In 1961, he was named the New York State Teacher of the Year. Around this same time, he was co-founder and served on the original faculty of the Stan Kenton Clinics, one of the first formal jazz education programs.

He was a co-founder and past president of the International Association for Jazz Education [IAJE], and was inducted into the IAJE Hall of Fame in 1990. More recently, he was inducted into the National Jazz Museum of Harlem (2008). He received the Manhattan School of Music alumni award for achievements in jazz education in 2009.

His performance skills enabled him to play with major jazz bands from the age of 15. His early musical career was interrupted by Army service during World War II, where he was a member of the Glenn Miller band. Returning from service, he gave up the rigors of a performance career for the stability of teaching, which allowed him to grow and care for his family. Upon his retirement from music education in 1980, DeRosa returned to touring the world as a professional bandleader for the Glenn Miller, Jimmy Dorsey, and Benny Goodman orchestras. He was also a co-author of several books including ones with Mel Lewis, Dick Hyman, Michael Moore, and Ed Shaugnessy.

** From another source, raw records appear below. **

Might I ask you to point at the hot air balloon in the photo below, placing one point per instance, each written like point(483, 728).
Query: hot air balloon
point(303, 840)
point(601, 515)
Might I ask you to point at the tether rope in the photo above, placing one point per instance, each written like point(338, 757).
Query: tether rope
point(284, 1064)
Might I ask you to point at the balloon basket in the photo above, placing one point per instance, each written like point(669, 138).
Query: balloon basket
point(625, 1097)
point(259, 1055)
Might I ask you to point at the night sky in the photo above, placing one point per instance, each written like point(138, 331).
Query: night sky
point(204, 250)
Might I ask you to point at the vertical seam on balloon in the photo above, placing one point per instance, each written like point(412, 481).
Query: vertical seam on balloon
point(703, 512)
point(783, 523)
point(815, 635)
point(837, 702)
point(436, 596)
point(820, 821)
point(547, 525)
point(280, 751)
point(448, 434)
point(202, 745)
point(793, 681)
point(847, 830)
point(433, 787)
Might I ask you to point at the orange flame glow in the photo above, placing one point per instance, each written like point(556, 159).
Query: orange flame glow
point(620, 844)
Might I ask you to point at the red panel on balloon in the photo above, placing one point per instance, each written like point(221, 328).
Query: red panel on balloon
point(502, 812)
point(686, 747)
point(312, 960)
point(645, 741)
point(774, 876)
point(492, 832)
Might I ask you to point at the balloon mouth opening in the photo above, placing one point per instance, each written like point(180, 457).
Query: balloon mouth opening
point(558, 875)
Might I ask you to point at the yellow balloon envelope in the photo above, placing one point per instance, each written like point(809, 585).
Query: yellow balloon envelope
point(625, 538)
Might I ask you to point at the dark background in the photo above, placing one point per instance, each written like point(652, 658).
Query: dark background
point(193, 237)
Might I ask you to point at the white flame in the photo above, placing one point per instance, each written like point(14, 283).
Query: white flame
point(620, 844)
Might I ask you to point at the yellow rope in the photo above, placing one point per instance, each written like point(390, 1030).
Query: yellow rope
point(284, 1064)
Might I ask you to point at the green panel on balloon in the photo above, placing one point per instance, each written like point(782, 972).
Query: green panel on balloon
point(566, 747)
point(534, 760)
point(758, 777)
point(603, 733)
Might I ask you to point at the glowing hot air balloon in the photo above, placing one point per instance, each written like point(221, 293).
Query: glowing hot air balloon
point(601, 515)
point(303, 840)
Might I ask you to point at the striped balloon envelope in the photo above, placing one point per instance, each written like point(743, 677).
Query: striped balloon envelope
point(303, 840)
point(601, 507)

His latest endeavor was American Jazz Venues, a non-profit organization that he established in 2003. AJV has the singular focus on the health and survival of America’s indigenous musical art form, jazz, and strives to grow a new generation of fans. The musical voice of AJV is the American Jazz Repertory Orchestra, a 16-piece big band that plays faithful renditions of the major jazz tunes of the 20th century. DeRosa’s most recent appearance with his American Jazz Repertory Orchestra was at Villanova University in March, 2011, commemorating the 50th anniversary of Villanova Jazz Festival.

Earlier last year, DeRosa moved from New Jersey to Texas, to be nearer his family. He had announced that he was stepping down from the presidency of AJV, and at the next Board meeting a transition plan was (and is) to be put into place.

A memorial service is being planned for the New York Metropolitan area for mid-May, 2012. Clem DeRosa was 86.